Depending on the performance of the other investments in the Roth, you might end up better or worse when you recharacterized. The fix is to put your conversion into a separate quarantine acccount until you are sure you are not going to recharacterize.....that way, if you do rechacterize, the same shares will come out. You could merge the Roths later once you know you will not recharacterize but should quarantine new conversions.

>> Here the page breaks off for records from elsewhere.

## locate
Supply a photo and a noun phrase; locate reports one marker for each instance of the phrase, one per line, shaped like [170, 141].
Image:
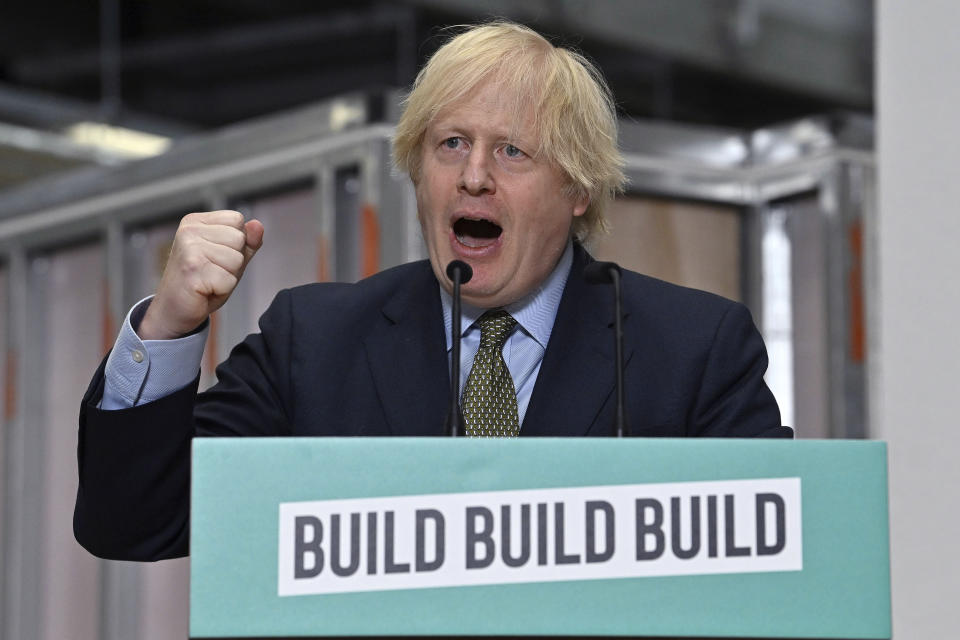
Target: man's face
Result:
[484, 199]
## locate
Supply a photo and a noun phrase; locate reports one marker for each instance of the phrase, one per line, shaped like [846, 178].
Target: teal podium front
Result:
[650, 538]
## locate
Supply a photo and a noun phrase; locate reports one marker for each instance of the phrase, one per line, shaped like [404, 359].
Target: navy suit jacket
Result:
[369, 359]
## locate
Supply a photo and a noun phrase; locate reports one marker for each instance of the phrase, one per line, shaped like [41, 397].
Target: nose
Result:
[475, 176]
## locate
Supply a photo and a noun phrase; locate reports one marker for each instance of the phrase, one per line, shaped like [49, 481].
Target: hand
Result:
[209, 254]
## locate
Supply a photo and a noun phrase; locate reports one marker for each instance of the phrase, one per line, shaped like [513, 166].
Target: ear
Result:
[580, 203]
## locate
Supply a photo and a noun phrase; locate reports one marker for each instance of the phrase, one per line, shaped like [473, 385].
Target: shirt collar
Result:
[535, 313]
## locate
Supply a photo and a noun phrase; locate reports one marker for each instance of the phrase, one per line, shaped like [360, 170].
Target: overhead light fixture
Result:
[117, 140]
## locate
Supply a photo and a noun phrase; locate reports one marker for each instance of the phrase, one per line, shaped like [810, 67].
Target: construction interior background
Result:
[791, 154]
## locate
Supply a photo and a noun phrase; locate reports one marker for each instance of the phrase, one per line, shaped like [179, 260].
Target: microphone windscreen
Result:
[465, 271]
[599, 272]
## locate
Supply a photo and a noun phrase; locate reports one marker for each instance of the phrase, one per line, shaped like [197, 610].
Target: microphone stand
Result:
[609, 273]
[459, 273]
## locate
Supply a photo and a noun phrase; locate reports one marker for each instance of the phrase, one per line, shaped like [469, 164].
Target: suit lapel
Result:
[407, 357]
[576, 378]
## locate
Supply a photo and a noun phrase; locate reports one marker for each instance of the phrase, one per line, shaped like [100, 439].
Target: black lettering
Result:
[520, 560]
[372, 543]
[483, 537]
[712, 526]
[389, 564]
[559, 556]
[763, 499]
[542, 534]
[676, 528]
[728, 533]
[595, 507]
[645, 528]
[303, 547]
[422, 516]
[335, 565]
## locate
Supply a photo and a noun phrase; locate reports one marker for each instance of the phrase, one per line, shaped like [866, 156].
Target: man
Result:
[511, 146]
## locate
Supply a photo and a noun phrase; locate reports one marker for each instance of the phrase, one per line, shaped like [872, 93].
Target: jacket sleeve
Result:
[733, 399]
[133, 497]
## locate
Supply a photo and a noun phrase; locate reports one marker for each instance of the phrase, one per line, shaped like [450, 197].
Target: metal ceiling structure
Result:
[175, 68]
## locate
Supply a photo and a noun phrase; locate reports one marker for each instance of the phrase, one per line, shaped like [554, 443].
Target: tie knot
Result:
[495, 326]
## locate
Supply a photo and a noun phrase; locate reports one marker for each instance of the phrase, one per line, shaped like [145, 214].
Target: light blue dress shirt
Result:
[141, 371]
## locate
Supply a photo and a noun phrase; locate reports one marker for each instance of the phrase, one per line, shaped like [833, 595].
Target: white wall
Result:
[918, 75]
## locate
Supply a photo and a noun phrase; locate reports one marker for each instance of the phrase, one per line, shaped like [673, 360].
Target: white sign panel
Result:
[540, 535]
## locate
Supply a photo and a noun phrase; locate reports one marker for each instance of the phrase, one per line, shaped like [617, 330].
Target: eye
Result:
[513, 152]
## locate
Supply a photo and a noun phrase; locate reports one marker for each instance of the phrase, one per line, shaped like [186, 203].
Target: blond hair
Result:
[574, 115]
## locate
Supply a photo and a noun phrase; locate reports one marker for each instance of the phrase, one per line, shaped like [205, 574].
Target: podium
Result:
[648, 538]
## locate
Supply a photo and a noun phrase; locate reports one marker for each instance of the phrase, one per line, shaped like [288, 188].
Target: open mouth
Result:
[476, 233]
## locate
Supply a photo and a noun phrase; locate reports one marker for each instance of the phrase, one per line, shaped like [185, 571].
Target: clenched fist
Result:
[209, 254]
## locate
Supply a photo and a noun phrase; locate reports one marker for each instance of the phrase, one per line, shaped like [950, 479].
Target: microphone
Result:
[609, 273]
[459, 273]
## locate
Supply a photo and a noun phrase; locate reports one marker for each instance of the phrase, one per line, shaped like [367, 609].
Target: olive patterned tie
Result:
[489, 397]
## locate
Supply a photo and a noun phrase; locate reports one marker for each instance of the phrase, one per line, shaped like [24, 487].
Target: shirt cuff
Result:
[141, 371]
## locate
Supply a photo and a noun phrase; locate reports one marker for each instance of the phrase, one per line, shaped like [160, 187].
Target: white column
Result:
[918, 389]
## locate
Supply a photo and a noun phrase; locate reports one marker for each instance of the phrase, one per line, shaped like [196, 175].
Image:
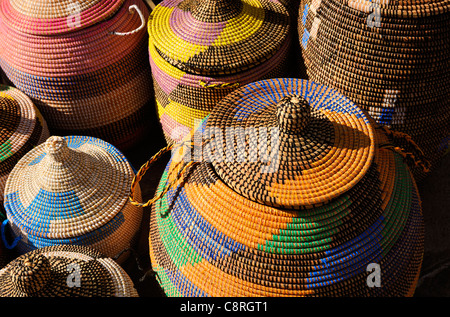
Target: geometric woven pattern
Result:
[374, 53]
[65, 271]
[84, 79]
[199, 52]
[21, 128]
[72, 190]
[206, 239]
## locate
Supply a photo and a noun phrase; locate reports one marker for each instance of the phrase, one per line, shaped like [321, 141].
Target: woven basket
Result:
[21, 129]
[200, 51]
[84, 63]
[65, 271]
[390, 58]
[337, 200]
[72, 190]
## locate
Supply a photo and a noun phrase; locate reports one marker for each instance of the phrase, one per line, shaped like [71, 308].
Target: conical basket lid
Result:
[67, 187]
[17, 121]
[65, 271]
[289, 142]
[50, 17]
[217, 37]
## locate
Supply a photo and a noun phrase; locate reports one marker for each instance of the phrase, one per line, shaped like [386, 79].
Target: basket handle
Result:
[135, 7]
[144, 168]
[5, 242]
[418, 157]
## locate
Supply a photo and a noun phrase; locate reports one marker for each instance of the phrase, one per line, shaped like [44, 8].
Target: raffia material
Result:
[206, 239]
[199, 52]
[73, 190]
[48, 272]
[21, 129]
[396, 71]
[82, 78]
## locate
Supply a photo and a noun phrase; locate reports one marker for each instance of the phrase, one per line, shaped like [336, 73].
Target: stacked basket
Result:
[72, 190]
[21, 129]
[200, 51]
[84, 63]
[390, 57]
[65, 271]
[325, 202]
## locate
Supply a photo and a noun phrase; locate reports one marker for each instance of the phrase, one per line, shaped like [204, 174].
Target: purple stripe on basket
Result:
[56, 25]
[173, 128]
[193, 31]
[169, 3]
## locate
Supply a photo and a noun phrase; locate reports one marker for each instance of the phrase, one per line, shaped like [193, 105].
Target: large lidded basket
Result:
[65, 271]
[21, 129]
[202, 50]
[389, 57]
[84, 64]
[72, 190]
[313, 202]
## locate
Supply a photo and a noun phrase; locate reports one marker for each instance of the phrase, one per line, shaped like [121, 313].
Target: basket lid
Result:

As for the tax effects, I haven't worked through any real examples so I don't know but if you will gain some from recharacterizing and will lose out from previous taxes paid, I guess you would have to net them out and see if you had a net gain or loss from the composite of all your actions. Not something to do on a whim.

The other discussions I saw were on irahelp.com and fairmark.com.
 
I lose a year's worth of conversion when I re-characterize. I am on a plan to convert to the max of the 15% bracket every year until age 70.5, trying to minimize amount of MRDs thereafter.
You'd lose a year that you wouldn't need anyway. You may have lost a year of your schedule, but you've probably "lost" enough assets during that time that you wouldn't need that extra year. You'd be converting fewer assets (and paying lower overall taxes) so you'd be able to fit the whole conversion within a shorter timeframe.

Re-characterization of the original dollar amount would require me to put more Roth shares back into IRA than what I converted. That not only undoes this year's conversion but part of last year's as well. Again, contrary to my plan.
Circumstances have changed, so change the plan. Fewer assets don't need as much time to convert. The money that's going back into the traditional IRA (undoing part of another conversion) is also being recharacterized but it's not being taxed again. It's just moving numbers around on IRS Form 8606.

Those additional shares that would go back to IRA originally had taxes paid on their conversion. How do I get those taxes back?
File an amended return or, as I've seen some locals do, pay estimated taxes and (if you meet the requirements) extend your filing until Oct. The latter way allows you to make the final recharacterization decision before filing your tax returns.

At some point the tax savings (especially in the 15% tax bracket) isn't worth the hours it'd take to complete the recharacterization/amendment/reconverting process. In our case we were able to substantially accelerate our conversion timeline and our time/efforts are better spent on other, more productive/profitable, projects. But I'm sure that a number of extremely patient tax accountants are making a great living out of filing paperwork for frustrated market timers.

Kaneohe's pointed out two of the Internet's best websites for digging into the details. The CPAs on Ed Slott's board, in particular, publish a number of articles and seem to live to answer the most obscure, abstruse questions.